Breaking down the new DPH orders

Cutting down on unnecessary ER visits

Health officials said people should not seek ER care for routine healthcare needs, including COVID-19 testing and vaccination. Emergency departments statewide are experiencing critical staff shortages and long wait times for care. The order is meant to free up ERs for patients with urgent medical issues. DPH advises people to visit their primary care providers for non-urgent medical issues.

PAs can practice independently 

Physician assistants can now practice independently — without physician supervision — as long as they work in a provider setting where PAs work together with physicians. To work independently, PAs must also be qualified and practicing within their scope of practice, experience, and training.

Moonlighting for resident flexibility

Resident physicians can now practice “internal moonlighting,” which lets them provide care outside of their specialized training program. This order aims to relieve the burden on parts of the health care system with the highest staffing demands.

Expedited credentials and transfers

This order requires that DPH-licensed facilities speed up credentialing to move along staff transfers between and around hospitals in greatest need of help.

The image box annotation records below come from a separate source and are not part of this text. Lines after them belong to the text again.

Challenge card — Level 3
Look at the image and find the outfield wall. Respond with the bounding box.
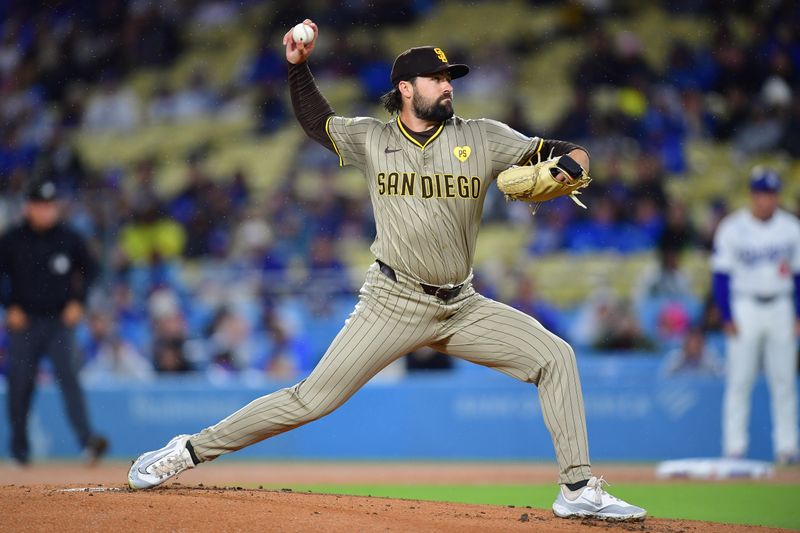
[0,356,792,461]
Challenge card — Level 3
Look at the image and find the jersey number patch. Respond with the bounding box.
[453,146,472,163]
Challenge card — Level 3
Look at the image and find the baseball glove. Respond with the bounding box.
[497,155,592,212]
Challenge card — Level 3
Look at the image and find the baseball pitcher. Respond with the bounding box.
[128,20,646,520]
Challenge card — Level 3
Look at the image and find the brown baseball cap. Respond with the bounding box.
[392,46,469,85]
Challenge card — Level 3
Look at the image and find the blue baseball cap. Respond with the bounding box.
[750,169,781,193]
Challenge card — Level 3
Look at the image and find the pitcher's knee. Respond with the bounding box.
[290,382,341,422]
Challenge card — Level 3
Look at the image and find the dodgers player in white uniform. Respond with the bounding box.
[712,168,800,464]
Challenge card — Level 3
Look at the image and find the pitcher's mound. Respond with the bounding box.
[0,483,780,533]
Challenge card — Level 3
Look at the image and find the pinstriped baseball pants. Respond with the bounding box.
[190,264,591,483]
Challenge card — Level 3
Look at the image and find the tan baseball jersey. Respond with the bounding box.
[326,116,542,285]
[190,64,591,483]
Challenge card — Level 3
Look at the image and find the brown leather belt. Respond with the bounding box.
[375,259,464,302]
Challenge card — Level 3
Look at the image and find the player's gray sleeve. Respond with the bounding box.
[479,119,543,177]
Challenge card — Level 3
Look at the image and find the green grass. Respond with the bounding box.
[255,483,800,529]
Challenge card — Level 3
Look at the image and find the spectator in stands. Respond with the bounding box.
[640,87,687,174]
[148,289,192,373]
[565,198,651,253]
[119,197,186,266]
[634,246,694,302]
[569,288,653,351]
[206,307,254,370]
[779,94,800,159]
[509,273,563,337]
[147,80,177,124]
[83,72,141,133]
[255,303,316,380]
[552,85,592,142]
[81,309,155,382]
[306,235,353,299]
[660,326,725,377]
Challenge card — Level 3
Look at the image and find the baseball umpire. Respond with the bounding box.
[128,20,646,520]
[0,180,107,465]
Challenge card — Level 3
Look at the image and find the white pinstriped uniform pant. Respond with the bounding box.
[722,295,798,456]
[190,264,591,483]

Out-of-hospital dialysis center staffing flexibilities

This order will let out-of-hospital dialysis providers, including hospitals with outpatient dialysis centers, relax staffing level requirements. The on-duty staff will be trained in dialysis care so they can meet the needs of patients.

Foreign-trained physician order

This order will enable expedited licensure of foreign-trained physicians by allowing those with at least two years of post-graduate training, but who do not have a Massachusetts limited license, to qualify for licensure.